Die Charta widmet sich inhaltlich:

  • grundlegenden Ausführungen zur Gleichstellung (dazu gehören beispielsweise die Feststellung des Grundrechts der Gleichstellung von Frauen und Männern, die Bekämpfung von Diskriminierungen, die ausgewogene Beteiligung von Frauen und Männern an Entscheidungsprozessen, die Einbeziehung der Geschlechterperspektive in sämtliche Aktivitäten)
  • der Formulierung von 30 Artikeln zur Umsetzung von Gender Mainstreaming in kommunalpolitisch relevanten Bereichen, u. a. Gesundheit, Soziales, Mobilität, Kultur, Sicherheit und Wirtschaft (= Gleichstellung als Querschnittsaufgabe). Einige aufgeführte Bereiche besitzen in Deutschland aufgrund von Bundes- oder Landeszuständigkeiten nur teilweise kommunale Relevanz (z. B. Menschenhandel, Schulwesen). Die Regularien der europäischen Charta sind dabei so gestaltet, dass diesen Besonderheiten der Mitgliedsstaaten Rechnung getragen wird.

Die Charta verpflichtet

  • zur Sicherung der gleichen Teilhabe an u. a. Dienstleistungen und Produkten durch die Realisierung systematischer Zielgruppensensibilität (= bei sämtlichen Zielgruppen wie z.
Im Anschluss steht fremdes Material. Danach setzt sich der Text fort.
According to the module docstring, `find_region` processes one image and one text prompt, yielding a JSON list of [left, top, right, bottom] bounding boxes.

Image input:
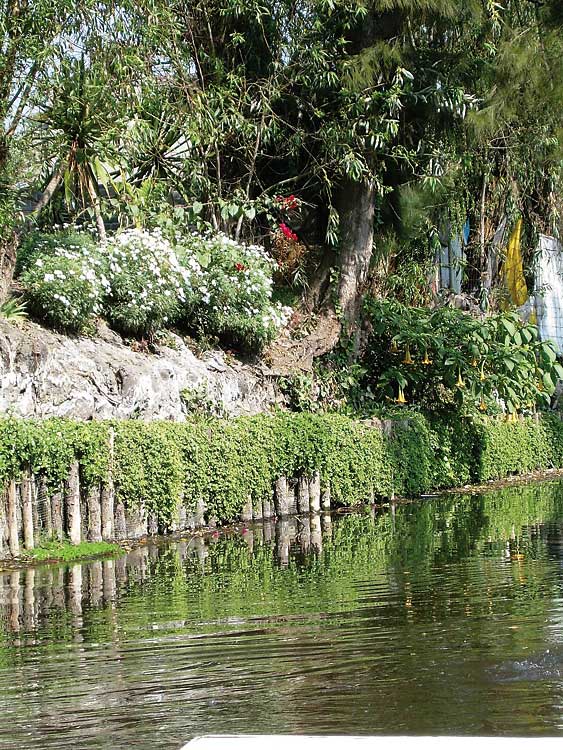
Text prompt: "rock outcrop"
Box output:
[[0, 319, 279, 420]]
B. Älteren, Kindern / Jugendlichen, Menschen unterschiedlicher sozialer Herkunft werden immer Lebenslagen und -formen sowie das Geschlecht mitberücksichtigt).
  • zur Beachtung und Umsetzung ihrer Grundsätze und Handlungsfelder.
  • zur (regelmäßigen) Erstellung eines Aktionsplanes innerhalb von zwei Jahren ab Unterzeichnung (= Überprüfung und Weiterentwicklung des bereits Bestehenden / Erarbeiteten, Einholung der Meinung lokaler Fachleute, Beteiligung der interessierten Öffentlichkeit unter Einbeziehung der Verwaltungsspitze und des Stadtrates zumindest im Rahmen der beratenden Ausschüsse).
  • zur Veröffentlichung der Ergebnisse und Berichte an den Stadtrat sowie den Rat der Gemeinden und Regionen Europas über die Umsetzung der beschlossenen Pläne.
  • zur Transparenz bzgl. der Sachstandsinformationen von / für alle Beteiligte(n).
  • zur Mitwirkung an einem europaweiten Evaluationsprozess.

Für die Landeshauptstadt Dresden sind die Chancen durch den Beitritt zur Charta vielfältig, denn diese

  • bündelt Verantwortung in den Bereichen Gender Mainstreaming, kommunale Gleichstellungsarbeit, allgemeine Gleichbehandlung und (interne) Frauenförderung.
  • vernetzt gesetzliche Standards und fördert im Querschnitt einer differenzierten Kommunalverwaltung die Bemühungen zur Herstellung von Chancengleichheit.
  • befördert den behördenübergreifenden Dialog sowie das gleichstellungspolitische Bewusstsein ohne zusätzliche Auswirkungen auf den Haushalt.
  • ermöglicht die reale Verbesserung der Chancengleichheit von Frauen und Männern und erhöht darüber hinaus die öffentliche Aufmerksamkeit für Dresden als moderne, zukunftsfähige Stadt, wie sie die Oberbürgermeisterin in ihren Zielen 2025 beschrieben hat.